Download installation package (Mac version)

Download installation package (Windows version)

Windows users: To complete the installation process, you will need to unzip the folder once downloaded and run the installation by double clicking on the .exe file.

Once the tool has been installed, it should be possible to launch the application in subsequent sessions simply by finding modNLP among the list of programmes installed on your machine.

Mac users: To install and run ModNLP on Mac you will first need to modify your security permissions. Please note that this may not be possible without admin permissions on your computer.

1) Click on the button above to download the installer and extract the .app file.

2) Open a Terminal window. To do this you can press cmd+space to open Spotlight and then type Terminal

3) Copy or type out the following command and hit enter. You may be required to type in
your password:

sudo spctl –master-disable

4) Next, copy or type out the following command. DO NOT HIT ENTER YET. Drag the modNLP
installer icon into terminal window (alternatively type out the path to the installer at the end of the command)

sudo chmod -R 755

For example:

sudo chmod -R 755 /Users/me/Downloads/modNLP.app

5) The software should now install on the downloaded app which you should drag and place in the applications folder

6) Open the Application folder and click on the installed modNLP app. This might pop up a box saying the software is damaged. Don’t worry: the application just needs further permissions

7) Open a terminal (see step 2) and copy or type out the following command. DO NOT HIT ENTER YET. Drag the modNLP app from the Applications folder into the terminal window (alternatively type out the path to the modNLP.app at the end of the command)

xattr -cr

For example:

xattr -cr /Applications/modNLP.app

8) The app should now run.

9) Pin the downloaded app to your launcher for easy access in subsequent sessions.

SourceForge

Additionally, the software code and plugins are available for download at : https://sourceforge.net/projects/modnlp/

Should you encounter any software bugs or other technical problems when using these tools, please create a ticket detailing the nature of the issue on our SourceForge project page: https://sourceforge.net/p/modnlp/tickets/

MODNLP: Modular Suite of NLP Tools

modnlp aims to provide a modular architecture and tools for natural language processing written (mainly) in Java. These tools are being developed in connection with the Genealogies of Knowledge project.

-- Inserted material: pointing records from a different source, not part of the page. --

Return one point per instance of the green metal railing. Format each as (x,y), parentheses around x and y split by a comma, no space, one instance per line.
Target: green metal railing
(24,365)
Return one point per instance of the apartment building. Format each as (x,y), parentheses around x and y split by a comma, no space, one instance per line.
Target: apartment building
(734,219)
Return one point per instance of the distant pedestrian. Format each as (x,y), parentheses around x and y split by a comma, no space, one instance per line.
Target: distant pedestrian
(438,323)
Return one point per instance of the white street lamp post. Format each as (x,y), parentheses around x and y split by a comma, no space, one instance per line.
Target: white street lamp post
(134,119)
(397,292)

The following modnlp modules are currently available:

idx: an API and tools for (inverted) indexing, storage and retrieval of large amounts of text, with (XML-based) handling of meta-data.
tc: an API and tools for text categorisation, including, functionality for XML parsing, term set reduction (and basic keyword extraction), probabilistic classifier induction, two sample classification tools, and evaluation modules.
tec-tools (v2), consisting of tec-server, a corpus indexer and server for corpus access and analysis over the web and tec-client: a corpus analysis client. Unlike the (now obsolete) version 1 of these tools, originally developed for the TEC project, and written in Perl, C (server side) and Java, the version in this site (v2) is written entirely in Java.

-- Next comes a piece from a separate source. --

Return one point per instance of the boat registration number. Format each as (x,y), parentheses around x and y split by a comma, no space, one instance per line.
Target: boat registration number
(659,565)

This new version of the tools forms the basis of software support for text analysis and visualisation in the Genealogies of Knowledge project.

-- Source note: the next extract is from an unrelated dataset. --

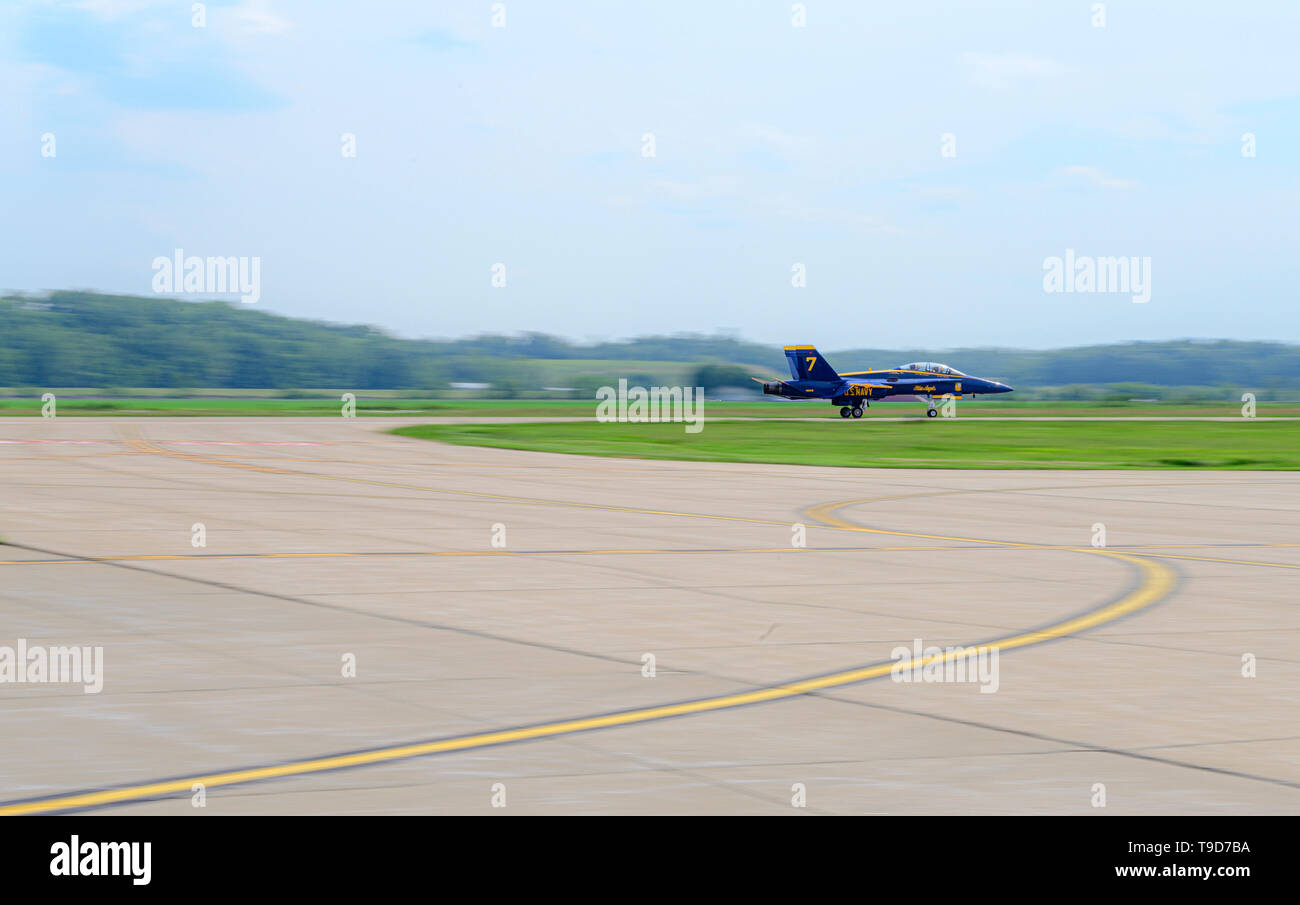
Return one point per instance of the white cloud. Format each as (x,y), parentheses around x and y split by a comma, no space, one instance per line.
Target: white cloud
(258,17)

The modnlp/tec tools have also been used by the European Parliamentary Comparable and Parallel Corpora project (ECPC) coordinated by Dr. Calzada Pérez (Universitat Jaume I, Spain), and by the Translational English Corpus, which has been collected and maintained under Prof Mona Baker’s supervision at the University of Manchester, and made available on the Internet through the Genealogies of Knowledge project website, in a collaboration between The University of Edinburgh and The University of Manchester.

Also available is the documentation of the modnlp suite (for developers).